Citation
Brishti, Fatema Hossain and Wan Ibadullah, Wan Zunairah and Hanafi, Mohamad Ariff and Azhari, Siti Hajar and Arulrajah, Brisha and Sadia, Halima Tus and Hossain, Mohammad Afzal and Yea, Chay Shyan and Meor Hussin, Anis Shobirin and Ismail-Fitry, Mohammad Rashedi and Misir, Jawadul and Maqsood, Sajid and Ahmed, Jasim and Caballero-Briones, F. and Anwar, Farooq and Kaur, Preetinder and Zalpouri, Ruchika and Hussein, Fatima Abdelhameed and Saari, Nazamid
(2025)
The multifaceted Sacha Inchi (Plukenetia volubilis L.) protein: from molecular composition to extraction techniques, techno-functional properties, and food applications.

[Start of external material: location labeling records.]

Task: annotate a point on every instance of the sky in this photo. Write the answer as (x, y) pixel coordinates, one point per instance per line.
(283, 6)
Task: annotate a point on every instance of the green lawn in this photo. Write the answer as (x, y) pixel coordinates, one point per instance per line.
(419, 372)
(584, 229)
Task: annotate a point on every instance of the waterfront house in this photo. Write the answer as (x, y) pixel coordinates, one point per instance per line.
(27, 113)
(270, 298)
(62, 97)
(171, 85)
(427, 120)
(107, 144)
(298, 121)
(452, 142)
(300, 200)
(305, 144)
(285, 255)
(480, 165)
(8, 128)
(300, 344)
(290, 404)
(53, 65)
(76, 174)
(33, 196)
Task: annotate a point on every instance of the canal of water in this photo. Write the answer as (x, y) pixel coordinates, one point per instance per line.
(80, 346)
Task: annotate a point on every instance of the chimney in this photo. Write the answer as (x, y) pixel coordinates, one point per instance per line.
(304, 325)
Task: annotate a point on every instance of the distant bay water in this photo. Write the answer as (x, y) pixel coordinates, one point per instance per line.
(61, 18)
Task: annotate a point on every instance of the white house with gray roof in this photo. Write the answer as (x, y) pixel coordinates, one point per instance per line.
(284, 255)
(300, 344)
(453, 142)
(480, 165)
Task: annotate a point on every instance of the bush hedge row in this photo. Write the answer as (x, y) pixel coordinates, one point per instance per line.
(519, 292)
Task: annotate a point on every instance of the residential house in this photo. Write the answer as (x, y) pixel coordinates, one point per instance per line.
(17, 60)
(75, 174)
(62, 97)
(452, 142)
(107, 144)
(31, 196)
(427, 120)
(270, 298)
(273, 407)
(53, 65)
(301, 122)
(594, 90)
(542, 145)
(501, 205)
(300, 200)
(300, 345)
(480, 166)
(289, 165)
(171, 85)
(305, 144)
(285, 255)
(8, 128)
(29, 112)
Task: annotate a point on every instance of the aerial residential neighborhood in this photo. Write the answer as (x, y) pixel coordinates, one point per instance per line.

Food Chemistry, 492 (pt. 3).
art. no. 145533.
pp. 1-17.
ISSN 0308-8146; eISSN: 1873-7072
Abstract
Sacha Inchi (Plukenetia volubilis) seeds are a sustainable, high-quality protein source, with protein content ranging from 24 to 33 %, and up to 62 % in oil-pressed by-products. Protein isolates exhibit molecular weights between 8 and 75 kDa, with key bands in the 20–50 kDa range, reflecting structural diversity. Amino acid analysis confirms the presence of all essential amino acids (EAA), especially histidine, tryptophan, and valine, although lysine and methionine are limiting for certain age groups according to WHO standards. Extraction at pH 11 enhances protein yield but reduces solubility due to denaturation, highlighting the need for tailored pH conditions in specific applications. Combined extraction approaches incorporating ultrasound or enzyme assistance improve yield and purity. Optimised hydrolysis yields hydrolysates with antioxidant, antihypertensive, and antidiabetic properties, supporting nutraceutical potential. This review underscores Sacha Inchi's role as a versatile protein source and highlights the importance of optimising processing strategies for food and health applications.